İtiraf etmeliyim ki kulaklığı takıp müziğimi açarak birazdan bahsedeceğim sergiye doğru giderken sanatın hayatımızda kapladığı alanın neden bu kadar dar olduğunu düşünüyordum.
Her yeni güne yeni bir gündemle uyandığımız bu coğrafyada sanat bu sıkıştığı alandan ne kadar sorumluydu? Ve nasıl kurtulabilirdi?
Müziği tabii ki bu sınırlandırılmış alana sokamayız. Neyse ki o, yapısı gereği yaşamımızın her alanına nüfuz ediyor. Ben daha çok görsel sanatların bugün geldiği içler acısı durumdan bahsediyorum.

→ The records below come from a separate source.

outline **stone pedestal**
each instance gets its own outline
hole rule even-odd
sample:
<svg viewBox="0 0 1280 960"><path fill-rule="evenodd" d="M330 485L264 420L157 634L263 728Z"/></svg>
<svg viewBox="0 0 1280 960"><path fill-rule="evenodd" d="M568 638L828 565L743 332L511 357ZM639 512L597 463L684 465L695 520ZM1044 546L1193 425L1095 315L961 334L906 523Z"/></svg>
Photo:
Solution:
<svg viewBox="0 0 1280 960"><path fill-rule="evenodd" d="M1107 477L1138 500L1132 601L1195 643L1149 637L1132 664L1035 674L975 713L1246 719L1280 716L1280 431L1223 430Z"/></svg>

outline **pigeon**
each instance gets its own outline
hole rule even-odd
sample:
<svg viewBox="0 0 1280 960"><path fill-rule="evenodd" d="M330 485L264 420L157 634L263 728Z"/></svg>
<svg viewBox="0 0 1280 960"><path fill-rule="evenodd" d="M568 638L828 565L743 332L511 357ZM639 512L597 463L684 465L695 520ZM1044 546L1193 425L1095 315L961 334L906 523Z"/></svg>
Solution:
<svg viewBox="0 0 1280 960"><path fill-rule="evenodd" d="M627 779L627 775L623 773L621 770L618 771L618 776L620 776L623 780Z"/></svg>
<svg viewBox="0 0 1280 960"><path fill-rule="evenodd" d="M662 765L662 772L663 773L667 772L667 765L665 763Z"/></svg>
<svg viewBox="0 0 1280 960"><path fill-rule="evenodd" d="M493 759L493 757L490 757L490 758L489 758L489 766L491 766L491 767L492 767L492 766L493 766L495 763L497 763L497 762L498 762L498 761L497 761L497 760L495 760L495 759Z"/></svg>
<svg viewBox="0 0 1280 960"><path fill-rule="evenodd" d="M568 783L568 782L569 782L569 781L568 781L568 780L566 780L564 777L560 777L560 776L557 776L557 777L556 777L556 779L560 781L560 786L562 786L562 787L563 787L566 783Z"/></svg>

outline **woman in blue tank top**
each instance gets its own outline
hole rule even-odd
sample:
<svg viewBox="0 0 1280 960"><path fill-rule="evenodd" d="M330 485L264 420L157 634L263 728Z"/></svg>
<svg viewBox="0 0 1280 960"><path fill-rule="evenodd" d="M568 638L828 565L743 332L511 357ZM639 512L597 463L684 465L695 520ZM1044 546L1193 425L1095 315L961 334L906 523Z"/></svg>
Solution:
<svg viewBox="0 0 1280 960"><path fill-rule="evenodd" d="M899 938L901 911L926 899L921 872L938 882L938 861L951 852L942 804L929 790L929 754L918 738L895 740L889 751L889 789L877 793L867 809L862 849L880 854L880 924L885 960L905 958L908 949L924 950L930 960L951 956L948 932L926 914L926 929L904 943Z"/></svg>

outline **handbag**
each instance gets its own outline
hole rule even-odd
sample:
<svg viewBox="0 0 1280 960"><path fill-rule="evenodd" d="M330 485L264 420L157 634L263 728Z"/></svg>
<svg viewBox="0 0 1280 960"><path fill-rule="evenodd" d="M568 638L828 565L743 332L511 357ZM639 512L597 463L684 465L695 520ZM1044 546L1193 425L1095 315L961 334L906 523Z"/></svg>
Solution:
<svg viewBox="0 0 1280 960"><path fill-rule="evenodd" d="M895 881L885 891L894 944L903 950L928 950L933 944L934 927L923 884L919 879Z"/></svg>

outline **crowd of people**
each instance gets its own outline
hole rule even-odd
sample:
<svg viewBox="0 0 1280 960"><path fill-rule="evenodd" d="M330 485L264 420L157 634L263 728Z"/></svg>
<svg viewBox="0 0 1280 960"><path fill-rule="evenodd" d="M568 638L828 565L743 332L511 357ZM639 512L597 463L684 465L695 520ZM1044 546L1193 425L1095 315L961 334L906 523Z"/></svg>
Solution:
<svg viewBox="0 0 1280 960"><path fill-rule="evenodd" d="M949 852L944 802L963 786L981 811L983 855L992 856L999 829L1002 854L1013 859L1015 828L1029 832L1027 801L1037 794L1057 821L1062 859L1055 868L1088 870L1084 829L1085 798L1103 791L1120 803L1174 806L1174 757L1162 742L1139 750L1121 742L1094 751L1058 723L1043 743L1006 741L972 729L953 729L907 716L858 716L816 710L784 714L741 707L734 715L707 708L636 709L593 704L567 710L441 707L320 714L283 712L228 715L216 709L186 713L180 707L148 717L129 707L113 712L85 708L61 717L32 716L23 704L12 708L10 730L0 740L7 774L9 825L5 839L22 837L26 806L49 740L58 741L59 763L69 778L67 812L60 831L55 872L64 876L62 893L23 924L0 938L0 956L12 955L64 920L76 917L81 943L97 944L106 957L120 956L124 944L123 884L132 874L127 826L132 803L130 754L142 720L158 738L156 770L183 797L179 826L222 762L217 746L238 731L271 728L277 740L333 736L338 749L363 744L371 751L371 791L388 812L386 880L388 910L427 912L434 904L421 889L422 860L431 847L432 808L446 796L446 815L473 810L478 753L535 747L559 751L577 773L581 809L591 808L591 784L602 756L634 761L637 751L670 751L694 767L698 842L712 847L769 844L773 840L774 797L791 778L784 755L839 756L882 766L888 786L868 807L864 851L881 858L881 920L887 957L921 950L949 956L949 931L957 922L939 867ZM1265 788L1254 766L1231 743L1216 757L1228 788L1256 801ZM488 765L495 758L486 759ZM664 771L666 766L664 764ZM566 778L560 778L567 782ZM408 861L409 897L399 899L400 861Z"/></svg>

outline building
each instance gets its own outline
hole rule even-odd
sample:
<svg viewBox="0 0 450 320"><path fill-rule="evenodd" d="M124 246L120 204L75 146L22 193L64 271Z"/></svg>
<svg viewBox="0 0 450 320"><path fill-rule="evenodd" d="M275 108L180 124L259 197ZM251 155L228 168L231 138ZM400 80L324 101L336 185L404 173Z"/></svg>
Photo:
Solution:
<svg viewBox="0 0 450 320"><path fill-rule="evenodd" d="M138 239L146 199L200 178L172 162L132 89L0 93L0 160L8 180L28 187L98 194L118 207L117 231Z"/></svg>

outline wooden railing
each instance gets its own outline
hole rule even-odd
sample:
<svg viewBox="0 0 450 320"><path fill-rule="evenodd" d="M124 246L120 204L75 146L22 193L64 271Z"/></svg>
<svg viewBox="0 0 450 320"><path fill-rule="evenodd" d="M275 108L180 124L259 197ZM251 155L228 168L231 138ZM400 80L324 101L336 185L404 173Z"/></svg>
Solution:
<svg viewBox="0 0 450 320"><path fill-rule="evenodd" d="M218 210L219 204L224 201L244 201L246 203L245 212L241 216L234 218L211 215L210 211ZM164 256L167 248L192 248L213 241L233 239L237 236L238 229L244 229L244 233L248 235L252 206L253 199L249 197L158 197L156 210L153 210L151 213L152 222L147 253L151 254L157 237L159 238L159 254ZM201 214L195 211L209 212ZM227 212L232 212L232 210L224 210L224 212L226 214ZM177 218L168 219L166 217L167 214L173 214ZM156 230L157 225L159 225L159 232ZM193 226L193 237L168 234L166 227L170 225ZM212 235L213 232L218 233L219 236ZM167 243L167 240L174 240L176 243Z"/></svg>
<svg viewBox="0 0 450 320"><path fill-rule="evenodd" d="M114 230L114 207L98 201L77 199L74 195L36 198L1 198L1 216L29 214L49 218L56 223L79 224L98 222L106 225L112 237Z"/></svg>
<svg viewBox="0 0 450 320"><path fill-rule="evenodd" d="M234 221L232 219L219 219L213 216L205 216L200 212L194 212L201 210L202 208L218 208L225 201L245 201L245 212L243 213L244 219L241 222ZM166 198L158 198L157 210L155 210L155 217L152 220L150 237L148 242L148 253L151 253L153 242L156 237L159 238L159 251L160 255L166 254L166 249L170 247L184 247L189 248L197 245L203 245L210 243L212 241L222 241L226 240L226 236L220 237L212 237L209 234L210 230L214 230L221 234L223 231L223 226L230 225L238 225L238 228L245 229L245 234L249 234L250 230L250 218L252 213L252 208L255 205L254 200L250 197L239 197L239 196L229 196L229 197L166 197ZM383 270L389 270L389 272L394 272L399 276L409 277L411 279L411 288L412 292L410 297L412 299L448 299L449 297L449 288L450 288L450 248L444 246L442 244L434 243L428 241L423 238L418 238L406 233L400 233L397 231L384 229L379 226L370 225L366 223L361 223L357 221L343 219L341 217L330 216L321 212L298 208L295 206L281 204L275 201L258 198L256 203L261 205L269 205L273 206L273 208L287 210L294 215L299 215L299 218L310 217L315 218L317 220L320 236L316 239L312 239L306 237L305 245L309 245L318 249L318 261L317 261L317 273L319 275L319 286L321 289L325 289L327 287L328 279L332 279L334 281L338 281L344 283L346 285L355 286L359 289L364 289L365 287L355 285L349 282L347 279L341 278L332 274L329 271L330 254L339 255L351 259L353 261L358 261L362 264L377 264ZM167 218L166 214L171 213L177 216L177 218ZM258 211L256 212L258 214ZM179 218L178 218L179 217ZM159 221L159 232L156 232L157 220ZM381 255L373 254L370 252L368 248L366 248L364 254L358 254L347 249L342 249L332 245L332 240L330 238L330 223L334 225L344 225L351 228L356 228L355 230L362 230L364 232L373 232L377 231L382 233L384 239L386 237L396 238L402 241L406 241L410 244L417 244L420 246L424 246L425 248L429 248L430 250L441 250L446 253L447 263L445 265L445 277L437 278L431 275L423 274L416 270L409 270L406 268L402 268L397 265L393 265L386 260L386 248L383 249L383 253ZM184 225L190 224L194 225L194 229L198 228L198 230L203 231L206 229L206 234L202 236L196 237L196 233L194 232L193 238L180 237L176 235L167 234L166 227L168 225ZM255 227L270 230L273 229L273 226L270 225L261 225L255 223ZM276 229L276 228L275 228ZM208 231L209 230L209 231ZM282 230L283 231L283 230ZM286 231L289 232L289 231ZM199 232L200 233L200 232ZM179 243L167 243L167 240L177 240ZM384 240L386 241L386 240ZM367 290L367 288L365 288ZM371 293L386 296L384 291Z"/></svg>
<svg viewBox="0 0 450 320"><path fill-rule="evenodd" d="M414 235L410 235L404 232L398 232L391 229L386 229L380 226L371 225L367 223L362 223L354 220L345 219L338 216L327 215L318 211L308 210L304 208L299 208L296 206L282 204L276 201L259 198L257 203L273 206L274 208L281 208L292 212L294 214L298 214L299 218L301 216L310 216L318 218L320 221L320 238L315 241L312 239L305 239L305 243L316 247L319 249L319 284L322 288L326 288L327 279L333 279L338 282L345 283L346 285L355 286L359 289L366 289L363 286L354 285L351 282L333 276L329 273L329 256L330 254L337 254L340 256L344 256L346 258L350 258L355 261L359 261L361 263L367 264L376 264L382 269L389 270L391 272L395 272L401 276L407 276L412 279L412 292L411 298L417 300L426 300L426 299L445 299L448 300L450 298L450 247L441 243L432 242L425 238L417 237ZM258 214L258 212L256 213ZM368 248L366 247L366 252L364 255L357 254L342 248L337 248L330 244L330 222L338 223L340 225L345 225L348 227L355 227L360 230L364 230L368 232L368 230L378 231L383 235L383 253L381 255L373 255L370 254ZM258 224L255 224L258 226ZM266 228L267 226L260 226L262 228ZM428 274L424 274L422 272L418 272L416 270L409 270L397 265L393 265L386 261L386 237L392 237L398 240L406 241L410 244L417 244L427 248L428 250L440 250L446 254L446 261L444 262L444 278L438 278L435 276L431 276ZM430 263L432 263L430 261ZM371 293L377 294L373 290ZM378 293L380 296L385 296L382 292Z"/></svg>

Macaristan Ulusal Bankası Koleksiyonu’ndan geçici süreyle Pera Müzesi’ne taşınan algoritma sanatının öncüleri Dóra Maurer, Vera Molnár ve Dóra Maurer’nin “Hesaplar ve Tesadüfler” adlı sergisine bu düşüncelerle girdim. Dijital sanatın ilk alfabesi sayılabilecek bu çalışmaları birkaç gün önce daha çok merak ediyordum. Daha Suriye’de Baas rejimi çökmemiş, Esad devrilmemişti. Hesaplar bizde de tutmamıştı.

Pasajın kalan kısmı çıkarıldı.